Chilli (Capsicum spp.) belonging to the family Solanaceae, is a globally and economically important plant. It is cultivated as a spice, vegetable and medicinal herb. Green chili is a rich source of Vitamin A and C [1].

Geminiviruses are plant viruses characterized by having single-stranded, circular DNA genomes of 2.5-3.0 kb. On the basis of genome organization, insect vector and host range, the family Geminiviridae is differentiated into seven genera [2] with Begomovirus being the largest genus. Members of the genus Begomovirus are transmitted by whitefly (Bemisia tabaci) vectors. In the New World (NW), most begomoviruses have bipartite genomes (DNA A and DNA B), while in the Old World both bipartite and monopartite begomoviruses have been identified [3]. Most monopartite begomoviruses are associated with a satellite molecule called a betasatellite which is often required for wild type symptom development in naturally-infected host plants. Some begomovirus-betasatellite disease complexes are associated with a nanovirus-like component named alphasatellite [4, 5]. A novel class of DNA satellites (deltasatellites) has recently been identified in association with NW begomoviruses that depend on a limited range of begomoviruses for maintenance in plants [6]. These satellites are approximately one quarter the size of a begomovirus genome/genomic component and possess a stem-loop structure with the nonanucleotide (TAATATTAC) forming part of the loop, a putative second predicted stem-loop structure and an A-rich region; they are also non-coding [7].

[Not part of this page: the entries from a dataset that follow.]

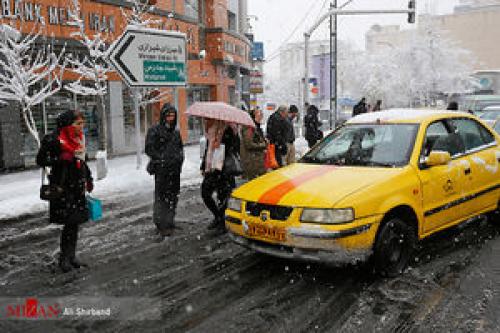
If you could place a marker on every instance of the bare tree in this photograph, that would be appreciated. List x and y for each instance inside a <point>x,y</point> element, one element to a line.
<point>28,73</point>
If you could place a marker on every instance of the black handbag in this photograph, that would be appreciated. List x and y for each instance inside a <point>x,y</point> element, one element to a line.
<point>50,191</point>
<point>232,166</point>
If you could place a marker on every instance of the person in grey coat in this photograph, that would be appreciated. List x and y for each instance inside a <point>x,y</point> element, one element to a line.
<point>253,148</point>
<point>165,149</point>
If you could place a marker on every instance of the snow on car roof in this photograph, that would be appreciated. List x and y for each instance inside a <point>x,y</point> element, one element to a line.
<point>399,115</point>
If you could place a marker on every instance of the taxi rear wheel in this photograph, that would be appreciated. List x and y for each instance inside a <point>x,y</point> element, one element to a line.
<point>494,216</point>
<point>394,247</point>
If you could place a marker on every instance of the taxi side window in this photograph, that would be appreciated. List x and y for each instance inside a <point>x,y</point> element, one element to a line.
<point>472,133</point>
<point>434,132</point>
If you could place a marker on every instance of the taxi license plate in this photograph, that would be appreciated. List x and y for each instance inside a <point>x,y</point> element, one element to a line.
<point>265,231</point>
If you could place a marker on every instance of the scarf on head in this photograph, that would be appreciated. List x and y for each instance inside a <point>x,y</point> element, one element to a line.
<point>71,142</point>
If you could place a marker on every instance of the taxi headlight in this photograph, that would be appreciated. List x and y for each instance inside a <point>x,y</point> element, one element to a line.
<point>234,204</point>
<point>327,216</point>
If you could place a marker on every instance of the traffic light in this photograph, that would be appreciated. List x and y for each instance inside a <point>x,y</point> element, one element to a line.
<point>412,11</point>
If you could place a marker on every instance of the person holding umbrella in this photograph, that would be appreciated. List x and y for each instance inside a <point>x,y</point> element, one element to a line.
<point>219,181</point>
<point>220,168</point>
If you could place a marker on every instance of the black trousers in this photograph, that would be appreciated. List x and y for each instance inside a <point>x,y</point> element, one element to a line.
<point>167,188</point>
<point>311,142</point>
<point>220,184</point>
<point>69,237</point>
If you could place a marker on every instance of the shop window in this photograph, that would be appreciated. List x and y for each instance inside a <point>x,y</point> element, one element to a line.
<point>232,22</point>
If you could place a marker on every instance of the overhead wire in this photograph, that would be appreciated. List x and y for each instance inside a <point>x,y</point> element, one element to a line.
<point>274,55</point>
<point>276,52</point>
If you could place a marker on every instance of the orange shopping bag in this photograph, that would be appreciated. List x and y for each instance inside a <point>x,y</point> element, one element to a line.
<point>270,158</point>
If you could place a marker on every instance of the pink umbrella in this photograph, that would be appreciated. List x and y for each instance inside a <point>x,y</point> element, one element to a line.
<point>220,111</point>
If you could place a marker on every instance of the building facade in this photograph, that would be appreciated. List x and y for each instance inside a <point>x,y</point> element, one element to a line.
<point>474,25</point>
<point>218,60</point>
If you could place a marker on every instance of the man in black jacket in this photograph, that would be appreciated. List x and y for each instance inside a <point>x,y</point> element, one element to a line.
<point>165,149</point>
<point>360,108</point>
<point>293,112</point>
<point>312,124</point>
<point>276,130</point>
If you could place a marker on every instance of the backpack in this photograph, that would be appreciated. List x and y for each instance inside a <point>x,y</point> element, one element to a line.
<point>49,151</point>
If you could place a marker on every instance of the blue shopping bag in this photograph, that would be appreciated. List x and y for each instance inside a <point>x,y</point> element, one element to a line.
<point>95,208</point>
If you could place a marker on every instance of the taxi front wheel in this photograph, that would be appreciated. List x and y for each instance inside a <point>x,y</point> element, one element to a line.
<point>394,247</point>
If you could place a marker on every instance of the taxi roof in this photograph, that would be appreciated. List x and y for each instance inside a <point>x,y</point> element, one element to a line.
<point>410,116</point>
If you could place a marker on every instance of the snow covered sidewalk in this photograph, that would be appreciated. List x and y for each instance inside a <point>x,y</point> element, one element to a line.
<point>19,192</point>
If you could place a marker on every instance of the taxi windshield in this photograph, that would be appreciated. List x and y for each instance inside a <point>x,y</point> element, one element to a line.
<point>384,145</point>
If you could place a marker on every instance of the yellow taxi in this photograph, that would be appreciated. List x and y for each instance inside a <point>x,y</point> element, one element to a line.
<point>372,189</point>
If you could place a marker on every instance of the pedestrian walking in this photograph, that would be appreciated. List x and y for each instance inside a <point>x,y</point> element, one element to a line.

Chilli Leaf curl disease (ChiLCD) has become a serious problem in India, and it is a major limitation to chilli cultivation [8]. Begomoviruses such as tomato leaf curl New Delhi virus, chilli leaf curl virus (ChiLCV), tomato leaf curl Joydebpur virus, chilli leaf curl Palampur virus (ChiLCPaV), chilli leaf curl Vellanad virus, papaya leaf curl virus, pepper leaf curl Bangladesh virus (PepLCBV), chilli leaf curl Salem virus (ChiLCSV), tomato leaf curl virus (ToLCV) and chilli leaf curl Bijnour virus [912], and betasatellites such as chilli leaf curl betasatellite, tomato leaf curl Bangladesh betasatellite (ToLCBDB), croton yellow vein mosaic betasatellite, radish leaf curl betasatellite, tomato leaf curl Joydebpur betasatellite and tomato leaf curl Ranchi betasatellite have been reported to be associated with leaf curl disease of chilli [11, 13]. Also, a number of begomoviruses and betasatellites have been identified in association with leaf curl disease of Capsicum in other parts of Asia and North America [1417].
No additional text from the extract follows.